Riyadh has faced increasing pressure over the detention of Ghomgham for her involvement in anti-government protests in the east of the kingdom.
“News that Saudi Arabia’s authorities have dropped their outrageous call for Israa al-Ghomgham to be executed comes as a huge relief,” said Amnesty International’s Middle East campaign head Samah Hadid. However, “she is still facing a ludicrous prison sentence simply for participating in peaceful demonstrations,” she added.
There was no official Saudi comment on her case.
Saudi Arabia’s public prosecutor has charged four other rights campaigners alongside Ghomgham, accusing them of inciting mass protests in mainly Shia areas of the Sunni-ruled country’s Eastern Province.
Hadid urged Saudi prosecutors to “immediately drop their call for the death penalty” against the four other defendants, whose trial opened in a Riyadh court in August.
The Gulf Center for Human Rights also said the court was no longer seeking the death penalty against Ghomgham but that she was “still likely to face a lengthy sentence.” It urged Saudi authorities to “drop all charges against those arrested for exercising their right to freedom of expression.”
Ghomgham had documented the protests in Eastern Province since they began in 2011.

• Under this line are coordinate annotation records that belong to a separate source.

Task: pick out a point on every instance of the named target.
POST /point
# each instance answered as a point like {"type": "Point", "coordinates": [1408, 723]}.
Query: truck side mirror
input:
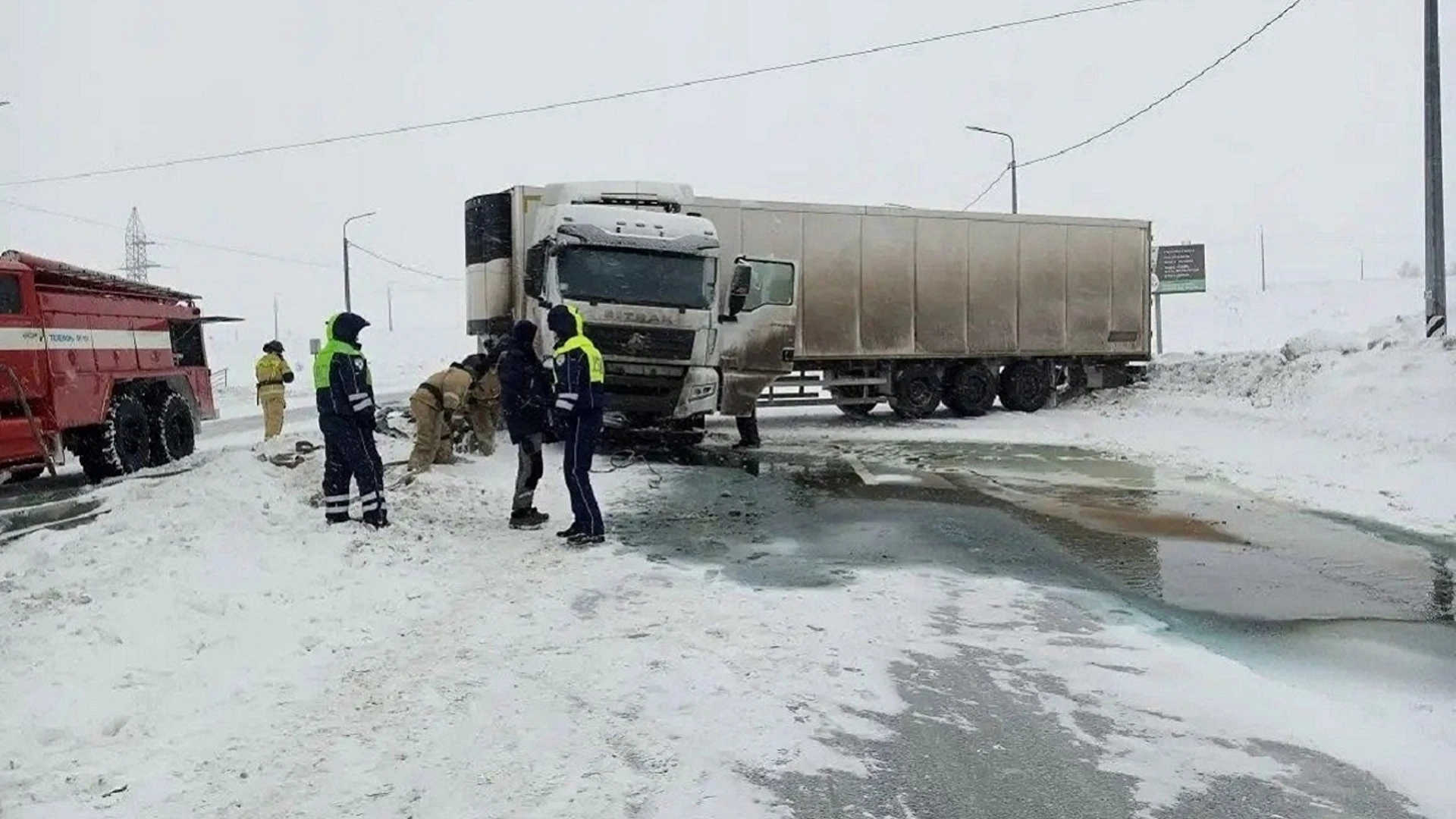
{"type": "Point", "coordinates": [739, 287]}
{"type": "Point", "coordinates": [535, 279]}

The ultra-conservative kingdom has one of the world’s highest execution rates, with suspects convicted of terrorism, homicide, rape, armed robbery and drug trafficking facing the death penalty. Human rights groups have repeatedly raised concerns about the fairness of trials in the monarchy, which is governed under a strict form of Islamic law. The government says the death penalty, which is carried out by hanging in the Gulf state, is an effective deterrent against serious crime.